The day after Foxconn, one of the world’s largest electronics manufacturers, announced plans to build a $10 billion LCD screen factory in Southeastern Wisconsin, governor Scott Walker hosted an event for business leaders at which he and Foxconn founder and chairman Terry Gou signed a memorandum of understanding about the plan. On the badges of each attendee were written in big block letters the words that have become the governor’s defacto slogan for the project: “Welcome to Wisconn Valley.”
“We are calling this development ‘Wisconn Valley,’” Walker had recently told the Washington Post, “because we believe this will have a transformational effect on Wisconsin just as Silicon Valley transformed the San Francisco Bay area.”
The slogan “Wisconn Valley” was also prominently featured in a fact-sheet about the deal distributed to lawmakers, and as a hashtag on the governor’s tweets.
Experts say turning Wisconsin into the next Silicon Valley—an ecosystem of skilled labor and support that attracts these companies—will involve more than one Foxconn factory.
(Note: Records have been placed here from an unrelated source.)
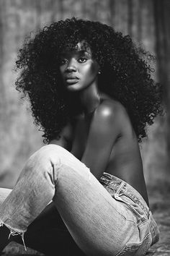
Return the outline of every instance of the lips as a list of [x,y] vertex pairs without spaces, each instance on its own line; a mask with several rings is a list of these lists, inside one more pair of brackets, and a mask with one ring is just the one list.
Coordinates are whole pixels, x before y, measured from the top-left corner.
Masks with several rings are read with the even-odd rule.
[[65,80],[66,83],[73,85],[78,82],[79,81],[79,79],[76,77],[66,77],[65,78]]

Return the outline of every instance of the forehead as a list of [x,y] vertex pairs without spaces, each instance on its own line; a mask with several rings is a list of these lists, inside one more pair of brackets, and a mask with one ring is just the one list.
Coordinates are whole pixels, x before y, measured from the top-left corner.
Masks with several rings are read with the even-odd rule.
[[92,52],[89,44],[86,42],[79,42],[76,46],[67,44],[61,51],[61,55],[66,54],[88,54],[91,56]]

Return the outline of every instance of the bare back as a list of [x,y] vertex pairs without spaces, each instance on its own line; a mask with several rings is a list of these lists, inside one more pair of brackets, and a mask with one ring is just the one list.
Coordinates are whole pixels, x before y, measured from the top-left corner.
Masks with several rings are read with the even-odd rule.
[[[104,171],[116,176],[133,186],[148,204],[138,139],[125,108],[107,99],[97,108],[68,124],[56,144],[69,150],[98,179]],[[109,111],[111,117],[107,113]]]

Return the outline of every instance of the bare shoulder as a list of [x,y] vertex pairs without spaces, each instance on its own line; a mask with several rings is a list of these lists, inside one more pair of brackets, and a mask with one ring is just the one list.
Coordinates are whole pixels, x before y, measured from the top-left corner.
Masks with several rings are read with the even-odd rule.
[[120,102],[112,99],[104,99],[98,106],[97,115],[105,120],[124,121],[129,119],[125,108]]

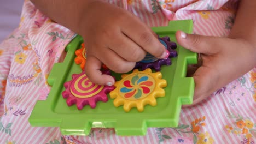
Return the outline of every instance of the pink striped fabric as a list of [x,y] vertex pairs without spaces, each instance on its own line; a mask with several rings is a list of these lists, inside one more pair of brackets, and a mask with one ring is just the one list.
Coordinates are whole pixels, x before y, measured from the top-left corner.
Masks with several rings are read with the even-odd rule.
[[[234,22],[235,0],[106,0],[133,13],[150,27],[192,19],[194,33],[226,36]],[[121,137],[112,128],[94,128],[89,136],[63,136],[59,128],[32,127],[30,115],[50,90],[46,79],[75,36],[54,23],[28,1],[19,27],[0,44],[0,143],[254,143],[256,69],[183,109],[179,127],[151,128],[144,136]],[[6,83],[6,84],[5,84]]]

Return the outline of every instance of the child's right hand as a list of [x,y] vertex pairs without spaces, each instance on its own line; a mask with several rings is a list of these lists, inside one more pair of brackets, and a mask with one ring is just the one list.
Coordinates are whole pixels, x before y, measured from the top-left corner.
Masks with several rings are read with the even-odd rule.
[[80,34],[85,40],[85,71],[90,80],[100,85],[113,85],[114,79],[100,71],[102,63],[118,73],[131,70],[136,62],[148,52],[166,58],[168,52],[157,36],[136,16],[125,9],[101,1],[84,9]]

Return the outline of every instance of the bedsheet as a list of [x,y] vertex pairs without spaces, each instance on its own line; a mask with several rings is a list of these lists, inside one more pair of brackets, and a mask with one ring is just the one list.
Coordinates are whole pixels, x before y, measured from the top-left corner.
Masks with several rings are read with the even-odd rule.
[[[150,27],[193,19],[194,33],[217,36],[229,34],[237,2],[107,1]],[[57,127],[31,127],[28,119],[36,101],[46,99],[50,90],[46,79],[51,68],[75,35],[26,1],[19,28],[0,44],[0,143],[255,142],[256,68],[196,106],[182,109],[178,127],[150,128],[146,136],[118,136],[112,128],[94,128],[86,136],[62,135]]]
[[0,41],[19,25],[22,0],[0,1]]

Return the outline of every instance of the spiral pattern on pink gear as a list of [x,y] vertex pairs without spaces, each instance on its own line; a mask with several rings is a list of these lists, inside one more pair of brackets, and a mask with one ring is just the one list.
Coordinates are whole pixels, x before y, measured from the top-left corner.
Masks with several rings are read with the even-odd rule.
[[[109,74],[110,71],[104,73],[108,73]],[[77,104],[78,110],[83,109],[86,105],[94,109],[97,101],[107,101],[107,93],[114,89],[114,86],[99,86],[92,83],[84,71],[73,74],[72,77],[72,80],[64,83],[66,90],[62,94],[63,98],[67,99],[68,106]]]

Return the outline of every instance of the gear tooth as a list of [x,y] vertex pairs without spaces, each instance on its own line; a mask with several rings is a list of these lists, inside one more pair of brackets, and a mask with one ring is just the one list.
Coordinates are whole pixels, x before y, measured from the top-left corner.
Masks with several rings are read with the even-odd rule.
[[89,103],[88,102],[88,100],[77,100],[77,107],[78,110],[80,110],[83,109],[84,105],[85,105],[88,103]]
[[152,99],[150,101],[148,102],[148,104],[151,106],[156,105],[156,99],[155,99],[155,97],[154,97],[154,99]]
[[152,71],[151,70],[151,69],[150,69],[150,68],[147,68],[145,70],[146,70],[146,72],[147,72],[148,73],[152,73]]
[[77,103],[77,100],[72,99],[70,97],[68,97],[68,98],[67,98],[67,100],[66,101],[66,102],[67,103],[67,104],[69,106],[71,106],[73,105],[73,104],[75,104]]
[[131,105],[132,105],[131,103],[130,104],[125,103],[123,106],[124,110],[125,112],[129,112],[131,110],[131,108],[133,107]]
[[62,97],[65,99],[67,99],[69,96],[69,93],[67,91],[64,91],[62,93]]
[[88,100],[89,101],[89,104],[90,105],[90,106],[91,107],[91,108],[92,109],[94,109],[96,107],[96,103],[100,101],[99,100],[99,98],[98,97],[97,97],[97,98],[95,98],[93,99],[91,99],[90,100]]
[[118,107],[120,105],[124,105],[124,100],[121,100],[118,97],[117,97],[115,100],[114,100],[114,105],[116,107]]
[[139,112],[143,112],[144,111],[144,106],[147,104],[143,104],[143,103],[141,104],[137,104],[137,109]]

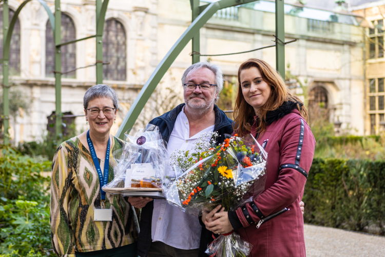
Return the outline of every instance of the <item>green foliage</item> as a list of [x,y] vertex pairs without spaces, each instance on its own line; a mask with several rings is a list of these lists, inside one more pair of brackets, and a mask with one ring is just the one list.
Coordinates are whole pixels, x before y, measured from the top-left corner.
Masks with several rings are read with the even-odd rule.
[[[53,124],[54,125],[54,124]],[[42,157],[51,160],[53,158],[56,150],[62,141],[68,140],[78,135],[74,123],[69,125],[66,134],[63,138],[55,139],[54,135],[47,133],[41,141],[31,141],[19,143],[17,150],[23,155],[33,157]]]
[[[12,88],[9,90],[9,114],[15,117],[21,109],[28,111],[31,105],[31,100],[27,95],[20,89]],[[3,114],[3,93],[0,95],[0,113]]]
[[306,184],[305,222],[385,235],[385,161],[314,160]]
[[45,136],[41,141],[31,141],[19,143],[17,151],[23,155],[34,157],[42,157],[52,160],[60,142],[54,137]]
[[49,225],[49,161],[0,150],[0,256],[53,256]]
[[0,196],[15,199],[21,195],[30,200],[45,200],[49,178],[41,172],[50,171],[51,162],[37,162],[9,146],[0,151]]
[[[312,129],[313,130],[313,129]],[[385,156],[385,136],[315,135],[317,141],[315,156],[317,158],[380,160]]]

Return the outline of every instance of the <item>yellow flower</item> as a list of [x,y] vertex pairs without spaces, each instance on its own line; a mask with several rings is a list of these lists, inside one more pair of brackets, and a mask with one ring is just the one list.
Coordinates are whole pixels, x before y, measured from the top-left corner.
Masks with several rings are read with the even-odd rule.
[[231,170],[227,170],[226,166],[220,167],[218,168],[218,171],[224,177],[227,178],[233,178],[233,171]]

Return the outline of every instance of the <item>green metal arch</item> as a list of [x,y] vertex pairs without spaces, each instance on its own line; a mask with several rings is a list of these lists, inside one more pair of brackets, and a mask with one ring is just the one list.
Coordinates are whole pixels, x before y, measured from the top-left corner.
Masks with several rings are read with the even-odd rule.
[[[6,41],[4,42],[4,48],[3,49],[3,58],[5,60],[8,61],[9,59],[9,47],[11,44],[11,37],[12,36],[12,32],[13,32],[13,28],[15,27],[16,22],[17,21],[18,14],[19,13],[20,13],[20,12],[22,11],[22,9],[24,7],[24,6],[25,6],[27,4],[31,1],[32,1],[32,0],[26,0],[25,1],[23,2],[22,4],[21,4],[19,7],[17,7],[16,11],[15,11],[15,13],[13,15],[13,16],[12,17],[11,23],[9,24],[8,31],[7,32],[7,36],[5,39]],[[44,9],[46,10],[46,12],[47,12],[47,14],[48,14],[49,22],[51,24],[51,26],[52,26],[52,31],[53,31],[54,33],[55,17],[53,16],[53,14],[51,11],[51,10],[47,5],[47,4],[46,4],[45,2],[43,1],[43,0],[37,0],[37,1],[43,6],[43,7],[44,8]]]
[[109,0],[104,0],[102,5],[100,9],[100,13],[98,17],[98,24],[97,24],[97,36],[102,36],[103,33],[103,28],[104,28],[104,19],[106,17],[106,12],[107,12],[107,6],[108,5]]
“I think it’s the dream of every mayor, governor, and every political leader not just in the United States, but all around the world, that we’re going to turn ourselves into the next Silicon Valley,” says Christopher Balding, a professor of economics at Peking University. “If you look back on places where there is an industrial cluster, a lot of times there is a seed in getting the ball rolling. It’s totally possible that the Foxconn factory is the seed that gets the ball rolling on an industrial cluster. However history also tells us that there are more of these events that don’t result in an industrial cluster.”
Eli Friedman, an associate professor of international and comparative labor at Cornell University, called the idea that Wisconsin could become the next Silicon Valley “preposterous.”
“Silicon Valley became what it is today precisely at the moment that production was leaving, much of it headed to Asia,” he says. “The intellectual property associated with manufacturing that takes place in Wisconsin will be owned by Foxconn or whichever brand Foxconn is supplying, and there is little reason for the company to relocate R&D or other high skilled, highly paid jobs.” Walker said the jobs created at the Foxconn factory would pay an average salary of $53,875 plus benefits.
After losing a third of its manufacturing jobs over the past two decades, many industry leaders believe that the United States now has a new opportunity to gain market share in what a recent McKinsey report called a “new kind of digital manufacturing” that relies less on human labor for routine work. States have competed to host these factories.
But large factories alone do not a Silicon Valley make, partly because they’re expensive. Foxconn will be eligible for between $200 million and $250 million per year in economic incentives after it builds the factory, where it expects to employee 3,000 people within four years (with “potential to grow” to 13,000). When fully staffed, its payroll is projected to be around three times that amount, $700 million per year. “Wisconsin can only have so many $10 billion plant investments before they face a real budgetary problem,” Balding says.
Rather, Balding argues, creating an industrial cluster in Wisconsin is more likely to depend upon the development of suppliers and support companies, things like business parks and venture capital firms.
Foxconn could possibly jump start such an ecosystem (according to the governor’s office, the company will spend about a third of its $4.26 billion supplier purchases in the state) but at this point, it hasn’t started to build the factory.
“Wisconn Valley,” like the factory that inspired it, still has a long way to go until it’s up and running.